Almost all antibodies targeting MSLN that are used in clinical or preclinical settings, including in this study, bind the membrane distal region of MSLN, which is shed from the cell surface. This results in a quenching of the therapeutic antibody by soluble MSLN. Previous work showed that the anti-MSLN immunotoxin, SS1(dsFv)PE38, was not effective in killing AML cells in vitro [9]. The authors speculated that this was due to insufficient binding to the cells or because of quenching by soluble MSLN. Similar to blinatumomab, tandem scFv BsAbs used in this study have a short in vivo half-life, necessitating frequent dosing. Our preliminary work with a BsAb in the IgG-based format showed improved survival, highlighting the potential therapeutic benefit of BsAbs with longer in vivo half-life. Experiments are in progress in our laboratories to characterize novel BsAbs with improved half-lives that target epitopes located on the membrane proximal region of MSLN that are preserved on the cell surface.

The improvement in mouse survival was more pronounced in the NTPL-146 and DF-5 PDX models compared to MV4;11:MSLN engrafted mice. This was likely because the development of extramedullary myeloid sarcomas in the MV4;11:MSLN engrafted mice necessitated euthanasia at early time points, despite the AML burden in the bone marrow being low. Such myeloid sarcomas have been reported in MA9Ras xenografts expressing KMT2A-MLLT3 fusion protein, limiting the survival efficacy of the IL1RAP antibody, which otherwise showed strong anti-leukemic effect in the bone marrow [31]. Therefore, in the MV4;11:MSLN cell line derived xenograft model, the terminal bone marrow load is a more clinically-relevant measure of efficacy than survival. Nevertheless, MV4;11:MSLN xenografted mice showed improved survival when treated with an IgG-based BsAb, indicating that BsAb treatment not only cleared bone marrow but also prevented extramedullary disease in this model. Likewise, BsAb treatment will likely prevent AML from advancing to extramedullary chloroma formation in pediatric patients, knowing that the likelihood of survival may diminish with the occurrence of extramedullary disease in pediatric patients with certain cytogenetic subtypes [32].
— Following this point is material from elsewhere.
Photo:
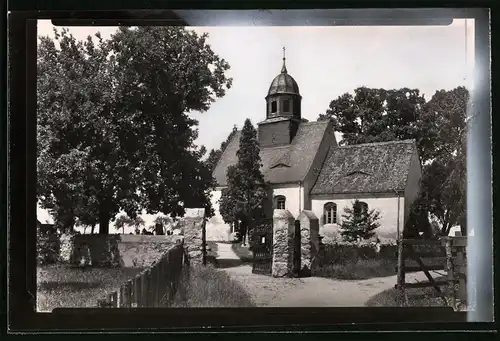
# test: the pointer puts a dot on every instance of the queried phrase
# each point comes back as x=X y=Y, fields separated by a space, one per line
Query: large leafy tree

MSLNAMA-CD3AMG was more efficient in inducing T cell mediated cytotoxicity and cytokine production in vitro compared to MSLNAMA-CD3L2K. It was also more effective in triggering T cell expansion in the MV4;11:MSLN model, and reducing leukemic burden in vivo in MV4;11:MSLN and NTPL-146 models. This effect was likely due to a combination of factors including the higher apparent affinity of the AMG 330 scFv for CD3ε and differences in epitope recognition between the two CD3 clones. MSLNAMA-CD3L2K was designed based on blinatumomab, using a variant of the CD3 clone OKT3 (also known as L2K), which has a lower affinity for CD3 [33] and binds to an epitope on CD3ε that is not conserved in nonhuman primates, while MSLNAMA-CD3AMG was designed based on AMG 330 using a proprietary CD3 clone that has a much higher affinity for CD3 [27] and binds a unique epitope on CD3ε that is conserved in nonhuman primates. Different CD3 epitopes within the epsilon subunit are known to possess distinct T cell activation properties depending on affinity and spatial orientation [34,35]. Further studies comparing the in vivo efficacy of these two BsAbs in multiple PDX models are required to confirm the superior response of MSLNAMA-CD3AMG in comparison with MSLNAMA-CD3L2K.

5. Conclusions

BsAbs targeting CD123 and CD33 are currently being evaluated in clinical trials in adult AML patients, while BsAbs targeting PR-1 and CLL-1 are in preclinical evaluation [36]. The success of blinatumomab-targeting CD19 in pediatric ALL indicates that similar success can be achieved for pediatric AML once an ideal target is identified. Our data showing the preclinical efficacy of a MSLN-targeting scFv BsAb provides preclinical validation for the use of immunotherapy against MSLN, a recently identified pediatric AML target.